From the first time, I saw that movie, that line resonated with me so much. It resonated with me because, for me, it is true. Although, my monster was and is not a xenomorph using human bodies to incubate the next generation of xenomorphs. I mean, there were times that alien abduction was a more favorable option. But, no, that was not the case.
My monster mostly came out at night too. Mostly.
Nighttime is Dangerous
That is why nighttime is a dangerous time for me. It doesn’t matter to my mind and body that my monster is nowhere near me (and never will be); the fear is still there. Even though I have fragmented memories, it is those fragments that haunt me.
That is what makes child abuse so insidious, and it continues to haunt us long after the abuse has ended. No matter what we remember or don’t, there is that need to protect ourselves, continue to survive, and fight.
Even though the person or people we have to fight are no longer in our lives, that need is ingrained within us. And it is the reason I don’t sleep well. Oh sure, I eventually get to sleep sometime in the wee hours of the morning.
A Drink or Several
I used to drink to help me sleep. I used to drink to “help” me with a lot of things. One of the things that I didn’t realize alcohol helped me with until I didn’t have it was sleeping. If I passed out, alcohol drugged my mind and body that I didn’t have the capabilities to keep me awake.
How I think, ‘I could pick up that bottle of wine or that beer and sit in the fog of ignorance. How nice that would be. Even though I know, I could forget for a bit. And then I think, if I do that, I will never be able to sleep. Passing out is different than getting good sleep.

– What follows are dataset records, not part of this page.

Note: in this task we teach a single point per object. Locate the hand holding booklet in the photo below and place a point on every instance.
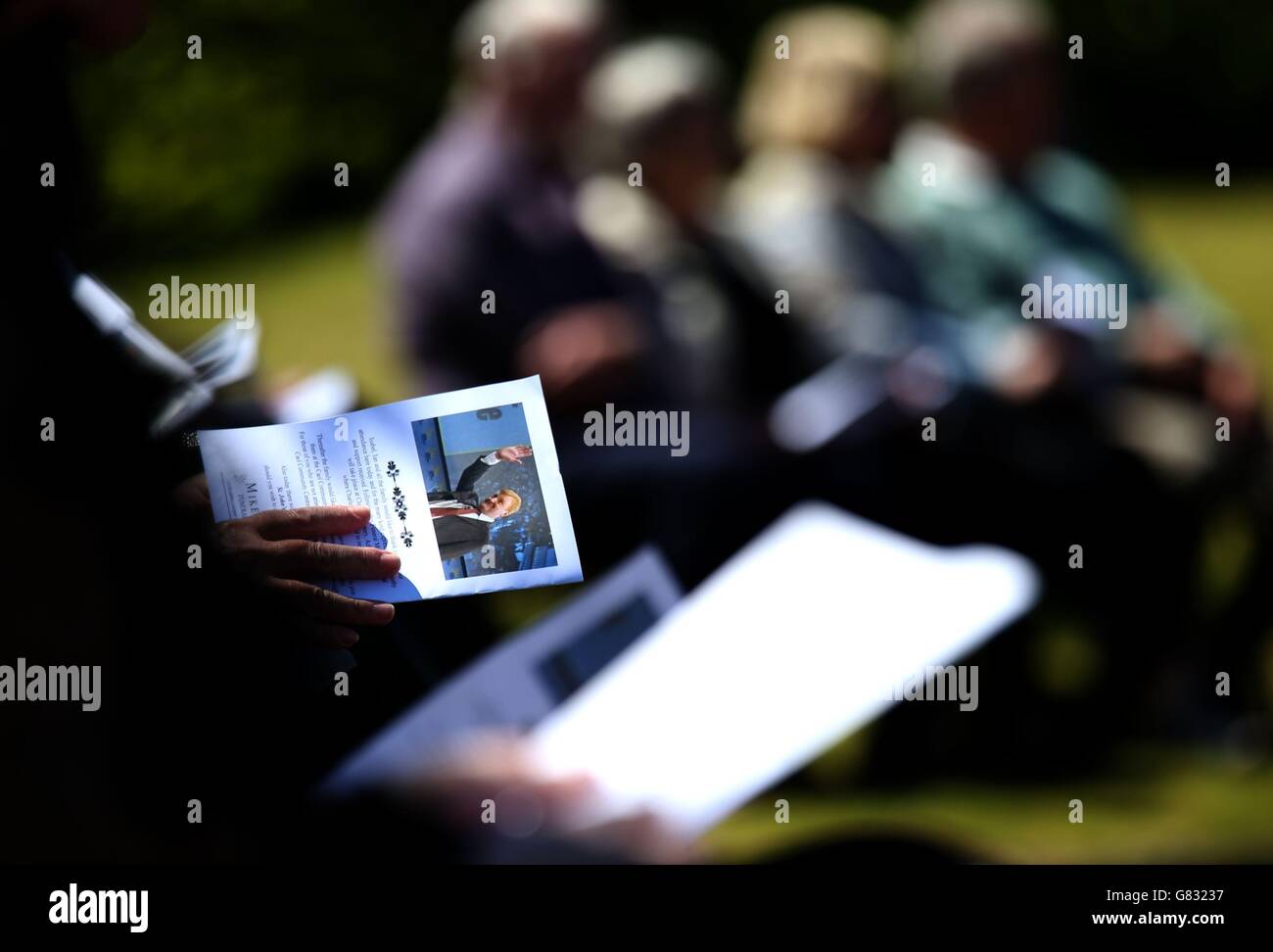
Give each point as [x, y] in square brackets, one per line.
[463, 488]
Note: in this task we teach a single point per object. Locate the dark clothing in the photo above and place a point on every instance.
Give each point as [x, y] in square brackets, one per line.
[459, 535]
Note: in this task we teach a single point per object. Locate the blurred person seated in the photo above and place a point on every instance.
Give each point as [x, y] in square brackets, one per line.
[991, 207]
[662, 140]
[492, 277]
[818, 126]
[1002, 207]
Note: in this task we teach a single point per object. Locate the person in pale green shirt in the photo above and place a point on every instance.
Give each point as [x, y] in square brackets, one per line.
[998, 216]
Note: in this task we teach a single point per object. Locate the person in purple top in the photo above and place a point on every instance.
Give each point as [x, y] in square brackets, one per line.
[492, 276]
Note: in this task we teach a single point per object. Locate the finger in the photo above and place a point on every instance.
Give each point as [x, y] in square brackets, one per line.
[306, 559]
[312, 521]
[323, 604]
[325, 636]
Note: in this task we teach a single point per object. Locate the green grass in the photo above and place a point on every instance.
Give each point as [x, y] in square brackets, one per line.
[319, 303]
[1182, 808]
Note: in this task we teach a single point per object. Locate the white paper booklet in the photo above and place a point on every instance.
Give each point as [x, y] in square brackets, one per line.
[462, 487]
[516, 684]
[797, 641]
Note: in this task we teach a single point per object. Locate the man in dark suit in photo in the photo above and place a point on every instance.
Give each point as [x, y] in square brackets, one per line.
[461, 521]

When I drank a lot, I could sleep, but as research shows, we do not get the deep sleep we need when intoxicated. But it was what I needed to do to sleep. And even then, it was tough for me to get to sleep. And that kept the cycle of alcoholism going.
The Truth of It
I had to poison myself to get to sleep. Whoa, as I wrote that, I realized what that means. I had to POISON myself to be able to sleep. To put me into a situation that would force me to sleep, but what I had to do to get there put my health at risk.
Without sleep, our health declines too. Either way, my health was declining. I was choosing between the lesser of two evils. I didn’t know it when I was in the middle of it, though. And that is why it’s 20/20 hindsight. Oh, the clarity looking back brings!
Looking back helps me to realize how far I have come. Yes, I am still working through many things, and yes, I am still struggling (mostly in silence). I know too that I will work this out too.
Nighttime is the Worst…For Now
For now, nighttime is the worst as sleep continues to elude me. I am working on trying some different ways of approaching bedtime. Perhaps not reading before I fall asleep? Or some sleep stories? These are a couple of the options that my therapist and I have discussed.
Most importantly, I continue to remind myself that this is only a moment in time. I will move beyond this too. For now, I will work on sleeping. Even though my body and my brain remember a time when things did go bump in the night. And when nighttime was the worst time for me. Mostly.